Mapping

class getml.preprocessors.Mapping(aggregation: ~typing.List[str] = <factory>, min_freq: int = 30, multithreading: bool = True)[source]

Bases: _Preprocessor

A mapping preprocessor maps categorical values, discrete values and individual words in a text field to numerical values. These numerical values are retrieved by aggregating targets in the relational neighbourhood.

You are particularly encouraged to use the mapping preprocessor in combination with FastProp.

Refer to the User guide for more information.

Args:
aggregation (List[aggregations], optional):

The aggregation function to use over the targets.

Must be from aggregations.

min_freq (int, optional):

The minimum number of targets required for a value to be included in the mapping. Range: [0, \(\infty\)]

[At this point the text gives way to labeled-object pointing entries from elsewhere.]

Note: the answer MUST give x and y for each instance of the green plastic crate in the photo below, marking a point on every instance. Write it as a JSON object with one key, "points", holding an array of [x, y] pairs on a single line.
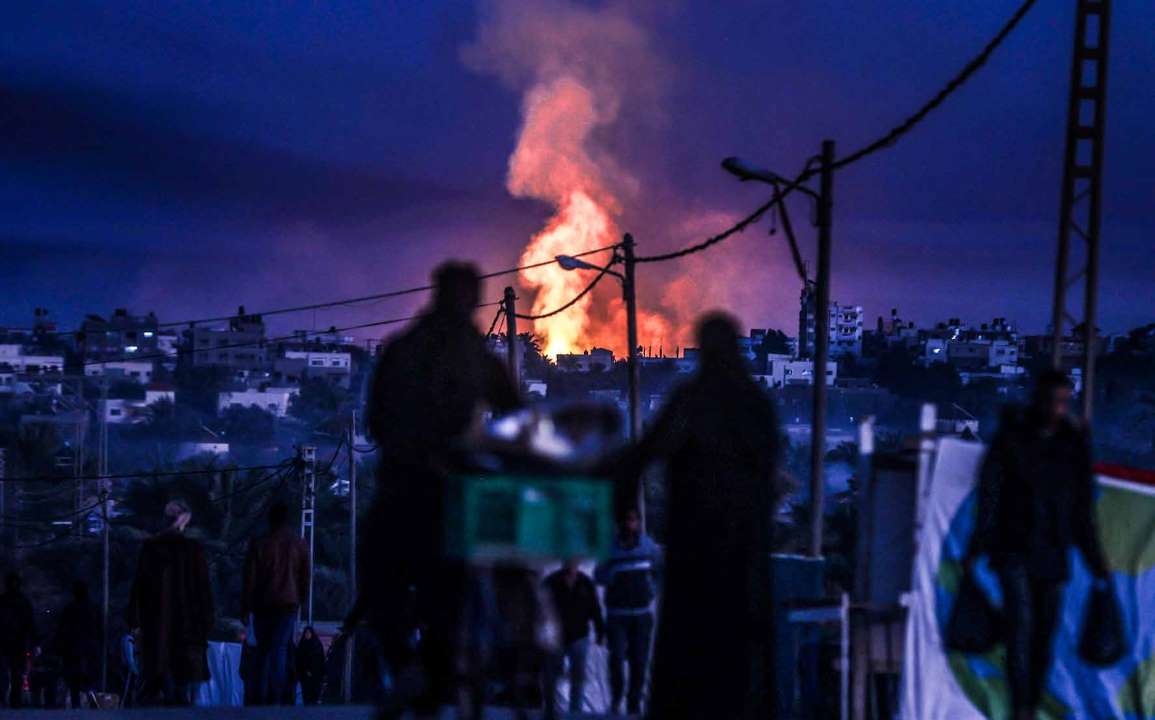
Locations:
{"points": [[529, 517]]}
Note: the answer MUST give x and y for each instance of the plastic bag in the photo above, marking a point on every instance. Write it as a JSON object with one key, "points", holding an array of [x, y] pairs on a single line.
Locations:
{"points": [[1103, 640], [975, 624]]}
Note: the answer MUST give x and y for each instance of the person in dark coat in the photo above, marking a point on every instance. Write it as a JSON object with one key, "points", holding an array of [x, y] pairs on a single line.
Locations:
{"points": [[430, 388], [171, 603], [1036, 500], [574, 598], [79, 643], [17, 635], [275, 585], [718, 436], [311, 666]]}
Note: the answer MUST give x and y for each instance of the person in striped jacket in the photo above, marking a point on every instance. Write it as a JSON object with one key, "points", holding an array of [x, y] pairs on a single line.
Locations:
{"points": [[630, 577]]}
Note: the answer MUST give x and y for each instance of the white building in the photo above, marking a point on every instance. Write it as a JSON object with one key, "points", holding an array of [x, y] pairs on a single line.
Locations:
{"points": [[138, 371], [158, 393], [846, 327], [273, 399], [30, 363], [782, 370], [598, 358]]}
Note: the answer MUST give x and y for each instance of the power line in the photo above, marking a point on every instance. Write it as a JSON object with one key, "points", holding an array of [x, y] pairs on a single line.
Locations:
{"points": [[251, 343], [572, 302], [267, 479], [350, 301], [939, 97], [885, 141], [142, 474]]}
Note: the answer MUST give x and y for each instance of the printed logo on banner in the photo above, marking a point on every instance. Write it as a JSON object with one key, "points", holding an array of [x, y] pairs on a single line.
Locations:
{"points": [[1126, 519]]}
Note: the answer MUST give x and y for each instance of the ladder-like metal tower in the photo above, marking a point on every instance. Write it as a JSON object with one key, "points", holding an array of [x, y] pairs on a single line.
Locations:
{"points": [[307, 516], [1081, 201]]}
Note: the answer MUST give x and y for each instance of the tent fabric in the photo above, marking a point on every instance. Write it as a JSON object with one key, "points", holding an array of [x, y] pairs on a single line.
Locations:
{"points": [[224, 687], [944, 685]]}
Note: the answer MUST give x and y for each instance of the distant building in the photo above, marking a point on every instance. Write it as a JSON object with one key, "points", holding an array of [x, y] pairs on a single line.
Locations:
{"points": [[782, 371], [136, 371], [321, 363], [846, 327], [954, 420], [206, 443], [240, 346], [119, 336], [590, 361], [159, 392], [275, 400], [22, 360]]}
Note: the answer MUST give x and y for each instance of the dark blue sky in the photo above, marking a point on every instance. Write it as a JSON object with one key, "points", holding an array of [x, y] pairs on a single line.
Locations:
{"points": [[187, 157]]}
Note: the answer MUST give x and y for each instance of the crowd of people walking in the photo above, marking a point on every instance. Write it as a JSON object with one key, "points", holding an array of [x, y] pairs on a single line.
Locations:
{"points": [[709, 635]]}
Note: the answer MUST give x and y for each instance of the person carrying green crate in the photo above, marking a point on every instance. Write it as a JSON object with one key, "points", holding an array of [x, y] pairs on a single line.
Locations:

multithreading (bool, optional):

Whether you want to apply multithreading.

Example:
mapping = getml.preprocessors.Mapping()

pipe = getml.Pipeline(
    population=population_placeholder,
    peripheral=[order_placeholder, trans_placeholder],
    preprocessors=[mapping],
    feature_learners=[feature_learner_1, feature_learner_2],
    feature_selectors=feature_selector,
    predictors=predictor,
    share_selected_features=0.5
)
Note:

Not supported in the getML community edition.

Attributes Summary

agg_sets

min_freq

multithreading

Methods Summary

validate([params])

Checks both the types and the values of all instance variables and raises an exception if something is off.

Attributes Documentation

agg_sets: ClassVar[_Aggregations] = _Aggregations(All=['AVG', 'COUNT', 'COUNT DISTINCT', 'COUNT DISTINCT OVER COUNT', 'COUNT MINUS COUNT DISTINCT', 'KURTOSIS', 'MAX', 'MEDIAN', 'MIN', 'MODE', 'NUM MAX', 'NUM MIN', 'Q1', 'Q5', 'Q10', 'Q25', 'Q75', 'Q90', 'Q95', 'Q99', 'SKEW', 'STDDEV', 'SUM', 'VAR', 'VARIATION COEFFICIENT'], Default=['AVG'], Minimal=['AVG'])
min_freq: int = 30
multithreading: bool = True

Methods Documentation

validate(params=None)[source]

Checks both the types and the values of all instance variables and raises an exception if something is off.

Args:
params (dict, optional):

A dictionary containing the parameters to validate. If not is passed, the own parameters will be validated.